But what are they and what do they mean? facilities management Middle East catches up with Mark Warrington, EHS's vice president of construction safety.

Why did EHS introduce the new regulations?

After the unfortunate events of fires in high-rise buildings in Dubai, it was seen as an ideal opportunity to use the negative attention as an impetus to enforce the standards that exist. The requirements we are looking at for fire safety in high-rise buildings come from the NFPA (National Fire Protection Association) codes which relate to fire prevention and fire systems during construction.

Who are they aimed at?

In Dubai, responsibility for construction rests with the consultant and the main contractor. That's where we are expecting compliance. Developers we've met accept they have to comply and have also looked at something like the Fortune Tower and seen that six or seven months after the fire, there's very little progress been made.

What does EHS hope they will achieve?

Improved fire safety systems during construction. When you design a building, the permanent solutions are to the (NFPA) code requirements and meet international standards. But during construction, it's a point that has to be driven because sometimes people fail to see the economic sense of investing money during construction to safeguard a building.

The new regulations state a building has to conform once it reaches 24 meters. Why is this?

It's actually 23.5 but it's referenced 24 to 30. The 23.5 meters is where the NFPA code identifies high-rise. So we've rounded it up. At 24 they can apply for certification but they can't go any further than 30 before they have to have it in place.

What penalties will contractors face if they do not comply?

If contractors fail to comply they are subject to financial penalties and they can also have stop work notices imposed on them. But we have to approach it in a practical way.

We said that from the middle of June we could start taking further action but we recognised the enormity of what we are asking for. For example, if you go for a certified temporary fire door, you're looking at 22 weeks to get one delivered. So we've allowed the contractor to come up with some practical solutions.

We're in a position where we can't have high-rise construction grind to a halt, so we are managing it in a practical way and we've allowed contractors to come back to us with a programme of compliance.

Are you doing anything post-construction?

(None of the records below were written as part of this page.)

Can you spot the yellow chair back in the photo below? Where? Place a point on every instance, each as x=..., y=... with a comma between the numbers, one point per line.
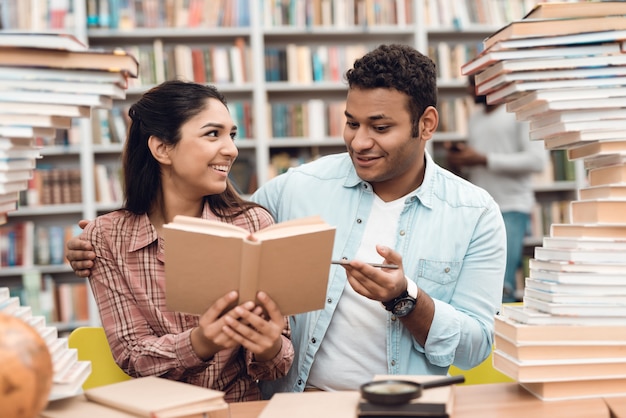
x=92, y=345
x=484, y=372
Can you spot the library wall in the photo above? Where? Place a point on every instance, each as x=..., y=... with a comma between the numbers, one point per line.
x=280, y=66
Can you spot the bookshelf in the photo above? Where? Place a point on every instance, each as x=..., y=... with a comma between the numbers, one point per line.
x=64, y=299
x=269, y=58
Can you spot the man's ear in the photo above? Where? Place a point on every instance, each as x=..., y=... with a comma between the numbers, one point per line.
x=428, y=123
x=159, y=150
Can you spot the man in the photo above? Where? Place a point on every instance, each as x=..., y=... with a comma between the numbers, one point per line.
x=390, y=202
x=500, y=158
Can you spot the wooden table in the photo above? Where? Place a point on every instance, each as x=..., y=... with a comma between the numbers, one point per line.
x=498, y=400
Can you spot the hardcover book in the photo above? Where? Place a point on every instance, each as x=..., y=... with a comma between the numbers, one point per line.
x=156, y=397
x=536, y=28
x=537, y=68
x=607, y=175
x=600, y=211
x=557, y=370
x=588, y=290
x=577, y=388
x=578, y=255
x=290, y=261
x=487, y=58
x=578, y=96
x=595, y=149
x=576, y=9
x=525, y=333
x=560, y=350
x=609, y=191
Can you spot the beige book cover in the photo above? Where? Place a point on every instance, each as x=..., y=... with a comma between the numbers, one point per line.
x=341, y=404
x=156, y=397
x=206, y=259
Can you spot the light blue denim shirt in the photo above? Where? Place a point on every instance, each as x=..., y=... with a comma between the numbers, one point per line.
x=453, y=245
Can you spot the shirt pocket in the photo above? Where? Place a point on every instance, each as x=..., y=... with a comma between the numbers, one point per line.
x=439, y=278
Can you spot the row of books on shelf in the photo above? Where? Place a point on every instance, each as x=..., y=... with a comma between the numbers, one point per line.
x=313, y=119
x=58, y=302
x=69, y=373
x=110, y=126
x=52, y=186
x=462, y=14
x=133, y=14
x=47, y=79
x=24, y=244
x=20, y=15
x=449, y=57
x=304, y=64
x=224, y=63
x=61, y=186
x=337, y=13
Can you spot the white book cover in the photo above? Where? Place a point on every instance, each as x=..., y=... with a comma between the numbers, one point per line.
x=590, y=290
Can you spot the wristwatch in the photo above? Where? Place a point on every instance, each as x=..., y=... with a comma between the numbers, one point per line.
x=405, y=303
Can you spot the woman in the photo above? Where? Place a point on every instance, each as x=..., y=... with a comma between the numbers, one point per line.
x=176, y=161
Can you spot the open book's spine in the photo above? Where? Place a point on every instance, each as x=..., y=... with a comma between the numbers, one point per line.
x=250, y=261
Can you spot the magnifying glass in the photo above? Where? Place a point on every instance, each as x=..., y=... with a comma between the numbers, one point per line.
x=397, y=392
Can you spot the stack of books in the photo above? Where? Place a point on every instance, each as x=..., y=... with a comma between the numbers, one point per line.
x=46, y=79
x=69, y=373
x=562, y=68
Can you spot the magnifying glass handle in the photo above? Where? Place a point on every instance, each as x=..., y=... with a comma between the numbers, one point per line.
x=450, y=380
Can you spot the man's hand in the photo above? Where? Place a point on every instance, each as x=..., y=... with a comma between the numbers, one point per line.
x=80, y=253
x=377, y=283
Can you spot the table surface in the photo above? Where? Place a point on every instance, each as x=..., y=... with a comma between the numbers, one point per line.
x=498, y=400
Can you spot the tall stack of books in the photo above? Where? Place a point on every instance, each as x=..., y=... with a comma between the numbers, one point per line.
x=562, y=68
x=46, y=79
x=69, y=373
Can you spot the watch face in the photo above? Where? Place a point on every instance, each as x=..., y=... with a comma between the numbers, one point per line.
x=404, y=307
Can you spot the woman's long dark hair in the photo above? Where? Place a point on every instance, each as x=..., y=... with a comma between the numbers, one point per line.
x=161, y=112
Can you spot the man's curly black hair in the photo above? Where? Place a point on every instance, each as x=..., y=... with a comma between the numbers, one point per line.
x=402, y=68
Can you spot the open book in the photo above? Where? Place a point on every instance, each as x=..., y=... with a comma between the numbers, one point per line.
x=150, y=397
x=205, y=259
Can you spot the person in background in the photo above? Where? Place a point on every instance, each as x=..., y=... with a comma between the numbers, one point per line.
x=500, y=158
x=390, y=203
x=176, y=161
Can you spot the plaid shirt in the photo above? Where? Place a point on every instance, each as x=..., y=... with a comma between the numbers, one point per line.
x=128, y=282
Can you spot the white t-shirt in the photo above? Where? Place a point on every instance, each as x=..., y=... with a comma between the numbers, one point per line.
x=354, y=348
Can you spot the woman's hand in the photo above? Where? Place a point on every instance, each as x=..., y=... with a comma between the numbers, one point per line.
x=259, y=330
x=256, y=328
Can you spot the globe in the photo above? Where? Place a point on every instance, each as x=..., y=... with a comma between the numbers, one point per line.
x=25, y=371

Within EHS we have a mix of EHS reviews and fire department reviews. We ensure the requirements of the code are integrated and designed into that building. It's common that we'll send drawings back with comments or ask for further details. They don't get approved until our fire department is fully satisfied that all the fire systems in place meet the necessary requirements for the life-cycle of the building.

Do you have much involvement with fms once the building has been handed over?

My window of practicing is during construction, but once I've finished and the building becomes occupied, the responsibility of ensuring the standards are complied with is passed to the operational side of the business.